Pertemuan-pertemuan rahasiaku dengan
Nancy membuat debaran- debaran tersendiri di hatiku. Seperti sedang bermain
petak umpet. Entah sampai kapan ini harus kulakuan, jerat cinta sudah merasuk
dalam jiwaku, tak mudah kulepaskan .kadang aku malu sendiri harus bermain
belakang dengan orangtuanya,. Minggu itu, aku masih ingat, aku dan Nancy sedang
bersepeda sepanjang jalan . Dari belakang ada yang berteriak menyebut nama
Nancy. Waktu aku menoleh ternyata Mala adik Nancy yang sedang naik mobil
bersama orang tuanya. Aku terdiam, kulirik Nancy, wajahnya pucat sekali.
Kugenggam tangannya erat-erat. Ayahnya turun dari mobil dan menyuruh Nancy
untuk segera pulang .
“Nanti ayah, aku masih sepedaan
dulu”, katanya. Aku hanya terdiam.
“Dah, kamu pulang saja Nan”, kataku
membujuknya .
“Anak muda, nanti sore saya tunggu
kamu di rumah”, katanya sambil menatapku tajam. Nancy memandang dengan
takut-takut, tapi kuyakinkan dia , aku tak apa-apa. Kupandang punggung Nancy
sampai menghilang di ujung jalan. Hatiku bergejolak , tak terasa gemetar
tubuhku. Tak terbayang aku harus menghadap ayahnya.

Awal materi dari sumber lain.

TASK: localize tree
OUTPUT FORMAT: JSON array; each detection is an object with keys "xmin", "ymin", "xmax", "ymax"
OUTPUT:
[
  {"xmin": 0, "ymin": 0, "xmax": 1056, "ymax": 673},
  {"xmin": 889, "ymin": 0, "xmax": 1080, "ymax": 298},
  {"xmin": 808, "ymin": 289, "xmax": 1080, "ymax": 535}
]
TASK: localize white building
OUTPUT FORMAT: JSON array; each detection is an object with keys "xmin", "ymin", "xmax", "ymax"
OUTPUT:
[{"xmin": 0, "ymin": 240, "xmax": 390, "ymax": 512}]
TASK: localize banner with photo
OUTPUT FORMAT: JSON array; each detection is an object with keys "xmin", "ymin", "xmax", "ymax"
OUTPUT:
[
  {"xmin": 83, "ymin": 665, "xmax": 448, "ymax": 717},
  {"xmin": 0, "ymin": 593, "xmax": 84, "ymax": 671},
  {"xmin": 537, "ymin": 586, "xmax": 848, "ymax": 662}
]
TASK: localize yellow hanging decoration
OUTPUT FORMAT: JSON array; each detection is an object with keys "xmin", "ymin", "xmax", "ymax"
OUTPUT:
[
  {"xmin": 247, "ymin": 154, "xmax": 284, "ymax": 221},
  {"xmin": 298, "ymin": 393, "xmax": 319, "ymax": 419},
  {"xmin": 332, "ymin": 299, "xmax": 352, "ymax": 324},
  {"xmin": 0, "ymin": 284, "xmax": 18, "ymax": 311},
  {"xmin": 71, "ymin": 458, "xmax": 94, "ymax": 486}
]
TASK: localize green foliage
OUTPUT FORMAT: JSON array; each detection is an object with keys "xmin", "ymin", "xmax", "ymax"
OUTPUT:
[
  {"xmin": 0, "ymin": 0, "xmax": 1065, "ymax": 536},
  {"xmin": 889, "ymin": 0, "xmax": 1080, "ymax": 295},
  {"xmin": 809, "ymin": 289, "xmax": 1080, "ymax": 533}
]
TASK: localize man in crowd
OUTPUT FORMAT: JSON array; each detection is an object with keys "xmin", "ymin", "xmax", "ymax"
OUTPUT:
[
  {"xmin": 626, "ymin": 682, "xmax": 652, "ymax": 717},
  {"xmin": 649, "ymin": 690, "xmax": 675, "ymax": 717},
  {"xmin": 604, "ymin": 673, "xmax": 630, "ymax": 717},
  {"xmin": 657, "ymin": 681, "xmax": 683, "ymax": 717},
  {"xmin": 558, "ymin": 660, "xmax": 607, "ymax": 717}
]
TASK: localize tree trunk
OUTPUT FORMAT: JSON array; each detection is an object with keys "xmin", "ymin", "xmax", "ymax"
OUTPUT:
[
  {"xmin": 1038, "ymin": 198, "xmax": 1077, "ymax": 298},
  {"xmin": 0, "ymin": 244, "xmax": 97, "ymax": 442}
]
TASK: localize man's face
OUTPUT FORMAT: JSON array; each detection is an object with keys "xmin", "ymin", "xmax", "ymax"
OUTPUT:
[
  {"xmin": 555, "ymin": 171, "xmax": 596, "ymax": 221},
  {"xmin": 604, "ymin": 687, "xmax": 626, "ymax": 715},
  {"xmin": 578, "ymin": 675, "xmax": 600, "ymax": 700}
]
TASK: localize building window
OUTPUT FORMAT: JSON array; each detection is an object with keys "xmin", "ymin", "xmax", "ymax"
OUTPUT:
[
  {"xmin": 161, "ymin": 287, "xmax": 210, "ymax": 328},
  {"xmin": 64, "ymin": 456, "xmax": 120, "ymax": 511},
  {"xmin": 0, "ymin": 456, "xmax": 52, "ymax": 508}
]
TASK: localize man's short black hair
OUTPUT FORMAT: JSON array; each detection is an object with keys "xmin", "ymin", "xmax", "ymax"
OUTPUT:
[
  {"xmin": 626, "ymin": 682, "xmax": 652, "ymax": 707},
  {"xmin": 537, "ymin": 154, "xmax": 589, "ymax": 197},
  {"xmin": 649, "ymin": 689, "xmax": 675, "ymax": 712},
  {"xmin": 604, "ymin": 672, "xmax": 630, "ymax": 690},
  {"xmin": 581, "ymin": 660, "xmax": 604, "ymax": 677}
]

Aku terhenyak di kamarku, masih saja
kupantaskan pakaianku untuk pergi ke rumah Nancy. Kukuatkan hatiku untuk
berhadapan dengan ayahnya. Kuremas jemariku sampai terdengar suara gemeretak
dari sendi-sendi jariku, tapi tetap saja tidak membuatku tenang.Resah masih
saja mendera hatiku. Kulangkahkan kakiku
menyusuri jalan sampai di muka rumahnya.
“Selamat sore”, kataku. Ayahnya
mengangguk. Kata-kata yang terucap dari mulut ayahnya seperti bom yang siap
meledak di telingaku. Begitu menyakitkan hati ini, terasa sembilu siap menikam
sela-sela hati yang makin lama makin rapuh. Tak kuat lagi aku hanya menundukkan
kepalaku lama sekali, tak berani kutatap wajahnya yang menyiratkan kesangsian
akan hadirku untuk anaknya. Samapai akhirnya aku harus pulang dalam guratan
duka
Setiap hari kuulang lagi kata-kata
yang diucapkan ayahnya. Masih tersisa rasa sakit hatiku yang sulit kuhilangkan
. Tapi wajah mungil itu selalu menari-nari di hadapanku tanpa kusuruh setiap
saat dalam aktivitas sehari-hariku. Beberapa telpon dari Nancy kubiarkan
berbunyi tanpa kuangkat dan kusapa dirinya. Aku masih sakit hati. Sampai
akhirnya aku menyadari bahwa aku belum pantas untuk mencintai Nancy. Aku harus
menyelesaikan kuliahku yang masih tertunda karena kemalasanku. Aku harus
merajut ilmu dan bekal sampai suatu saat aku pantas untuk menjadi kekasih hati
Nancy.
Pertemuan
rahasiaku yang terakhir dengannya, menyisakan sejuta rasa yang tak dapat
kuungkapan dengan kata-kata. Kuyakinkan Nancy, untuk menungguku, sampai aku pantas
untuk menjadi kekasih dalam ikatan yang dicintaiNya. Kulihat air matanya mulai
mentes satu persatu . Hanya satu yang kuucapakan padanya bahwa ku mencintainya
sepenuh hati tapi aku lebih mencintai Allah. Biaralah suatu saat aku akan
datang lagi dan menyatukan cinta kita dengan ikatan yang resmi dalam kasihNya.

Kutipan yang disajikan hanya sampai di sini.